Friday, January 14, 2011

Why you not?

Why you not? That is a common sentence in our house from our lovely six year old Ahnika. “Why you not make Sophia do dat?” “Why you not put lotion on Daddy?” She is so inquisitive, and comparative. My sweet little girl has the biggest and most joyful heart. Her nickname is smiles and Little Miss Sunshine. Most of the time she is happy. The thing I love about her the most is she wears her emotions on her sleeves. I can always know how she is feeling based on her eyes and facial expressions. There is truth behind her. I pray that innocence, the trust, the love of life does not diminish as she realizes the world does not see the same things she does.

 

When I watch her, I have to ask myself, when did I lose my innocence, my zest for the little things, my joy. I can pinpoint many times in my life when I was hurt, scared, lost, and wondering if there was more to life than what I was doing. I have shared a little bit of my story with some of my family and friends, but who really wants to know the hard stuff? What will people think of me if they knew the real me? I have created a perfect solution – I became someone different than what God had originally designed before my sins and the sins of others changed me. Funny, though, how God always wants to draw us back to His original creation in us. The beautiful girl, innocent, full of love, joy and grace. The nurturing and forgiving woman who strives to find others who just loves her. He is creating a new heart and body in me. He has sent me women who say “Wow, that sucks that happened to you. But, how does that make me not want to be here for you?” I am really starting to see that I am loveable, I am funny (yes, see yesterday’s post), I am worthy, I am a masterpiece, and I am a princess – God’s daughter. My husband loves me for me, my friends still call me (of course I don’t answer or call back because that is who I am) and text me, my kids light up when I get home, and God smiles when he watches me.
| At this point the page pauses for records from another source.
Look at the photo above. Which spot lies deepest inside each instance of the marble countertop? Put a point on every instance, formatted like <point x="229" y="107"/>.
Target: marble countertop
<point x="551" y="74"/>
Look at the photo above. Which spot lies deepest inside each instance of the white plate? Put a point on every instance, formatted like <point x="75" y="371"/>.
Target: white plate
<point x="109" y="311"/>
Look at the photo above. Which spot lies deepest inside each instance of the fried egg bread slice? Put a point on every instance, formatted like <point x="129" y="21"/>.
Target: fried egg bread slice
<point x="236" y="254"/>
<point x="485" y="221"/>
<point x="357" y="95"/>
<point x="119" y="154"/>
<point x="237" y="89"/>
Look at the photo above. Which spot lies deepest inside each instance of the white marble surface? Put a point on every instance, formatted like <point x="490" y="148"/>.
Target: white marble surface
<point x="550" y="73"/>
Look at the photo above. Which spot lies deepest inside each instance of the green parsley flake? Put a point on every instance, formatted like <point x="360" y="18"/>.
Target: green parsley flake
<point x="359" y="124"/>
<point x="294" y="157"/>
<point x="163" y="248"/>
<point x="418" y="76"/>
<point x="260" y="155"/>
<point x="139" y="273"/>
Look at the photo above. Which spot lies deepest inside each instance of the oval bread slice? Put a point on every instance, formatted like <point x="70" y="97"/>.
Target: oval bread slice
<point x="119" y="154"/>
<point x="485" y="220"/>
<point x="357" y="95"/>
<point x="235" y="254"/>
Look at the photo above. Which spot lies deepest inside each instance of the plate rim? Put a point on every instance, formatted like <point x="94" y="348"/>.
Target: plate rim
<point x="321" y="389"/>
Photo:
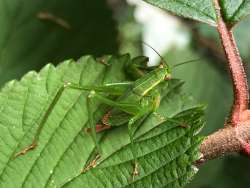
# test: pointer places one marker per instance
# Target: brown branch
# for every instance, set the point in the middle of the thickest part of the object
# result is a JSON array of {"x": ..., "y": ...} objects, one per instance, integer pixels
[
  {"x": 236, "y": 136},
  {"x": 236, "y": 68},
  {"x": 225, "y": 141}
]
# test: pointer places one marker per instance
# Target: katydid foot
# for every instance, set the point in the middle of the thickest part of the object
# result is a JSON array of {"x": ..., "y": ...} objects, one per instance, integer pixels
[
  {"x": 135, "y": 170},
  {"x": 98, "y": 128},
  {"x": 26, "y": 149}
]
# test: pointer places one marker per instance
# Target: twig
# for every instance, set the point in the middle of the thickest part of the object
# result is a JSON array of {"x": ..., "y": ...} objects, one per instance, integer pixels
[
  {"x": 236, "y": 68},
  {"x": 236, "y": 136}
]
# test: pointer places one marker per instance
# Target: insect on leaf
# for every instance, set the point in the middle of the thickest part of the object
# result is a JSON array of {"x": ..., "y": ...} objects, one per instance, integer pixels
[{"x": 64, "y": 156}]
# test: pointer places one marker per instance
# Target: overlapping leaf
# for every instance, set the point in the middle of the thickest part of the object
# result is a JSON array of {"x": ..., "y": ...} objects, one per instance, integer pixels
[
  {"x": 35, "y": 32},
  {"x": 165, "y": 150},
  {"x": 203, "y": 10}
]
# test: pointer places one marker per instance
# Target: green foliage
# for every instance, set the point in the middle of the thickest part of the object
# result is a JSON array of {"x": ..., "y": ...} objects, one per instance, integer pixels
[
  {"x": 30, "y": 35},
  {"x": 166, "y": 150},
  {"x": 203, "y": 10},
  {"x": 209, "y": 83}
]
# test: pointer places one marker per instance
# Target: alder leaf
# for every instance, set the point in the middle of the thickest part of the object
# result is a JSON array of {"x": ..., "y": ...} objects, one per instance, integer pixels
[
  {"x": 166, "y": 149},
  {"x": 36, "y": 32},
  {"x": 203, "y": 10}
]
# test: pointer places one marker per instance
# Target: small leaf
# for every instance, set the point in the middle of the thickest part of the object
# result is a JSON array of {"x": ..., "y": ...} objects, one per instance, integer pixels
[{"x": 166, "y": 150}]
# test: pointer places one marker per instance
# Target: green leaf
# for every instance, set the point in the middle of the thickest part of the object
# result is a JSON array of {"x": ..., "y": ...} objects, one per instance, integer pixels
[
  {"x": 31, "y": 36},
  {"x": 166, "y": 150},
  {"x": 203, "y": 10}
]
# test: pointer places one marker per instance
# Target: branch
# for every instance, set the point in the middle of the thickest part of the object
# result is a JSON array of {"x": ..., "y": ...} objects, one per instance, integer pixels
[
  {"x": 236, "y": 68},
  {"x": 236, "y": 136},
  {"x": 225, "y": 141}
]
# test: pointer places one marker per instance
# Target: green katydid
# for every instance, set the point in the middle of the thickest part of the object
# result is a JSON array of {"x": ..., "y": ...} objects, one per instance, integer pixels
[{"x": 135, "y": 100}]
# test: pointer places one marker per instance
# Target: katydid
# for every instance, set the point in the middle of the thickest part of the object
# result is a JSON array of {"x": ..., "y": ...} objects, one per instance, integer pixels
[{"x": 135, "y": 101}]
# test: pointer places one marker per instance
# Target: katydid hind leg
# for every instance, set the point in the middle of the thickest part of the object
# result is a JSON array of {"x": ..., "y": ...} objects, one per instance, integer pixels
[{"x": 131, "y": 125}]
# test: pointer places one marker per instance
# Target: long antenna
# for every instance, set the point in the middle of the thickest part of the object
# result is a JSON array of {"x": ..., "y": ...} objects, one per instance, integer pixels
[
  {"x": 186, "y": 62},
  {"x": 162, "y": 59}
]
It doesn’t matter that I am afraid of rejection, or that I have many addictions, or that I don’t read my bible everyday, or that my house is NEVER clean, or that I have a weight problem, or that I can be critical of others, or even that I sometimes am a hypocrite. They see past all my scars, my wounds, my bad choices and they see me for me. Sometimes when I don’t even see me. I am so thankful for the my close group of people who have been here for me over the last few years as I have started to shed off the old me and put on the new. I am free in Christ and loving it! I don’t need to ask God “Why you not” anymore, but instead I get to say “Thank you for!”

 

So, Lord even in the midst of screaming, tantrums, addictions, hurt, you show that out of my chaotic life there is beauty, grace, mercy and LOVE. 1 Corinthians 13 is alive and present in my life thanks to all those who are traveling this crazy journey with me.